In Baghdad, people reacted to his re-emergence with anything but anger. Salam Khudeir, a translator, said: “It is very important for al-Sahaf to come out on television because the Iraqi people are lost. They need to see with their own eyes that the regime in Iraq has changed.”
Not all are so generous. Abdel Hussein al-Shummari said he was “as big a liar as the Americans who said they were coming to liberate us when they were just coming to steal our oil and leave our country in chaos”.

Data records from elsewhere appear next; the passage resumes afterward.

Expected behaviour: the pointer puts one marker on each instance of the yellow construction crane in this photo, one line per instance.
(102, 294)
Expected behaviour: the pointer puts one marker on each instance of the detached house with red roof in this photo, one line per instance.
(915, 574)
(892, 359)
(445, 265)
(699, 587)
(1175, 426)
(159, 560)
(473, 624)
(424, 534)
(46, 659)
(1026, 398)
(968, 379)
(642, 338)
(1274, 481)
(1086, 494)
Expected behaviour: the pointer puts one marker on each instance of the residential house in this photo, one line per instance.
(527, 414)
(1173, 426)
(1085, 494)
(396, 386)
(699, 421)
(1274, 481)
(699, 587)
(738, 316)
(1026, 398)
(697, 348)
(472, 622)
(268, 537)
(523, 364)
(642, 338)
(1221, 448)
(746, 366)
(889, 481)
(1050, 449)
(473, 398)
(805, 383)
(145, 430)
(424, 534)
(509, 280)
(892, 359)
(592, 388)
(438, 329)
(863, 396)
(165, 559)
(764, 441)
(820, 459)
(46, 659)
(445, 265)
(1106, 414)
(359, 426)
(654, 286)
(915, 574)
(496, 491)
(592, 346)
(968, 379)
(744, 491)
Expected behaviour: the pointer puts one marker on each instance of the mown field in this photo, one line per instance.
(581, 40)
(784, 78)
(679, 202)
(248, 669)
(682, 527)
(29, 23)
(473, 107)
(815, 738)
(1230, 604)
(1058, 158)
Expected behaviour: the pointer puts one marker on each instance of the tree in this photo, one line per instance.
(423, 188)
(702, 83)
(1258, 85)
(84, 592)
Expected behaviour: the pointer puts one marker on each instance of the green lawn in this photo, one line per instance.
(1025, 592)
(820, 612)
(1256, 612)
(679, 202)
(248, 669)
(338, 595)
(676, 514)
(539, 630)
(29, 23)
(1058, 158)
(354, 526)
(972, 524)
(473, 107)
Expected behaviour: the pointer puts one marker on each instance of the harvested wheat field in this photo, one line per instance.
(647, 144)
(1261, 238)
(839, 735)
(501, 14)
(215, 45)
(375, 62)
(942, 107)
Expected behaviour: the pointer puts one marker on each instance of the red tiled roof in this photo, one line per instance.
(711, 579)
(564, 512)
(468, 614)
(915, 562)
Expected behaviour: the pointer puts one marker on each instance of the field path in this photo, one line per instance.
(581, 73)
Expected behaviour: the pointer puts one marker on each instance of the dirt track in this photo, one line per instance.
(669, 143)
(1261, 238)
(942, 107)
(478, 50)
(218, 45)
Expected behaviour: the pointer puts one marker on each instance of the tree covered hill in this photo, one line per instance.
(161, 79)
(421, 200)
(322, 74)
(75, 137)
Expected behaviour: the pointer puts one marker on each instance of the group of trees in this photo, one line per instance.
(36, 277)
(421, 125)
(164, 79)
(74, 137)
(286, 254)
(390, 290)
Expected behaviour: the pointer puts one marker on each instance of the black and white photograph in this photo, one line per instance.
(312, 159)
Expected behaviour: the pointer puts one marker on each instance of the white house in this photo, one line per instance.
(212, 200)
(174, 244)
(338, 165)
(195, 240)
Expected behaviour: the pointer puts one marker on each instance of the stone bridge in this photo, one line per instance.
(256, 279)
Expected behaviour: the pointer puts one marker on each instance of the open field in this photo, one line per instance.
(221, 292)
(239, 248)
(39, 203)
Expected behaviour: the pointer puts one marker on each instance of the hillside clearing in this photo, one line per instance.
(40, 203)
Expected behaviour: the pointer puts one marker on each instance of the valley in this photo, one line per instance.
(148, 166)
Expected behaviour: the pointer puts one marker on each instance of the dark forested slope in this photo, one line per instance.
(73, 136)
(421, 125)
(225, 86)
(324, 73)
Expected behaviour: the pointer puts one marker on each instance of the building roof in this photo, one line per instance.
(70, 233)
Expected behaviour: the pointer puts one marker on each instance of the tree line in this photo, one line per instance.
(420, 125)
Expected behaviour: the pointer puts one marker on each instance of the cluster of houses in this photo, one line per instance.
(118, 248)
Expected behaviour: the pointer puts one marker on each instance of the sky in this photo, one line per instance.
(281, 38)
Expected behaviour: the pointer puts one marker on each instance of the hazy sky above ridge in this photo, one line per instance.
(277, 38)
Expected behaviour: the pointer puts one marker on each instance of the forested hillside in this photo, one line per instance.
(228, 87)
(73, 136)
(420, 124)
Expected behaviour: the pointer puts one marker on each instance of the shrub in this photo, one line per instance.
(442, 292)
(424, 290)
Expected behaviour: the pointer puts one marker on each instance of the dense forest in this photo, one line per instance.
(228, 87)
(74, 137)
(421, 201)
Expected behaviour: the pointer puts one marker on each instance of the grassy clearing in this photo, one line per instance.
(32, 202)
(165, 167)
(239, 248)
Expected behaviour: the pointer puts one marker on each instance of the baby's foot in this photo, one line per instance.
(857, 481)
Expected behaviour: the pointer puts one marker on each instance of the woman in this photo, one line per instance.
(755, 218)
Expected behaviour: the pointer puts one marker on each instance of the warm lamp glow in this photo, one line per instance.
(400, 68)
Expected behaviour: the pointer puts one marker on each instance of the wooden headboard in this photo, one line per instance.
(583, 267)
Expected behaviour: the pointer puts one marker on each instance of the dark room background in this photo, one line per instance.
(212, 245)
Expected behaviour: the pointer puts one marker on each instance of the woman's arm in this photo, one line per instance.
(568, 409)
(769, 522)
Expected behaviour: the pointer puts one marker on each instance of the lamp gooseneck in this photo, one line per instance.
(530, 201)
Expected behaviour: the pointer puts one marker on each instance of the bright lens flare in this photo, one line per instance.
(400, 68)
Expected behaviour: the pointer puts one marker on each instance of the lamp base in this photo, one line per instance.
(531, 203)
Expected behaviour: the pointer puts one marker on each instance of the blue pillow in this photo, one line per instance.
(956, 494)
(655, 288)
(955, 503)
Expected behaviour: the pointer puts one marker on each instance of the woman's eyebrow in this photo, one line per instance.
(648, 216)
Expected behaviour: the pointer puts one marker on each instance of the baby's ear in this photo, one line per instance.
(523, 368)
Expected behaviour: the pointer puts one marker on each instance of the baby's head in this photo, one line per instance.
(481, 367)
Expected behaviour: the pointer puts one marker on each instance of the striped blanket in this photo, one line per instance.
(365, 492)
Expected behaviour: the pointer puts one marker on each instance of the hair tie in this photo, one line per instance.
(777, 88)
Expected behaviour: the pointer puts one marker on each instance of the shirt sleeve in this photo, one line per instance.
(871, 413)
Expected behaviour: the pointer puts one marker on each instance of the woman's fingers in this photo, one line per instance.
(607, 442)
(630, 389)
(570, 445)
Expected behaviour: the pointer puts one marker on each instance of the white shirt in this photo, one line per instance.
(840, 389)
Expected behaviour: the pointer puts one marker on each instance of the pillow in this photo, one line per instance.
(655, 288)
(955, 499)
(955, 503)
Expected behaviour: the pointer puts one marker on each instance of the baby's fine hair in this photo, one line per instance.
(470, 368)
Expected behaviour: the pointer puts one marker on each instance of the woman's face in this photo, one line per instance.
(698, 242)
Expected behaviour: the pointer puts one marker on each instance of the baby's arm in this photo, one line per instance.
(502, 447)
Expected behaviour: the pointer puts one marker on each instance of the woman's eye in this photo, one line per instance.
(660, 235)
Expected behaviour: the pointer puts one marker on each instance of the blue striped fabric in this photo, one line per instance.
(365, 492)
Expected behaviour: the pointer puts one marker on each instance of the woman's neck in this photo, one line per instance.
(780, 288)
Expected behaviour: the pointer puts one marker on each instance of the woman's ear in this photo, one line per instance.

Al-Shummari may not be aware but official information purveyors in America don’t do too badly either. Take Fleischer, for instance. After the spaceship carrying, among others, Kalpana Chawla, the astronaut of Indian origin, blew up, he said Bush had been to the Houston space centre when he was Texas governor. It was found to be incorrect.
He was also found to have fudged facts about the President’s trip to an aircraft carrier from where he announced the end of the Iraq war.
There’s also this small matter about Saddam possessing weapons of mass destruction, the ostensible reason for Bush going to war.
It’s not known what Fleischer’s next job will be. But al-Sahaf’s talent obviously lies in comedy. Even in surrender, comedy has stayed with him. The Americans didn’t want him but he showed up nonetheless. Some would call it tragi-comedy.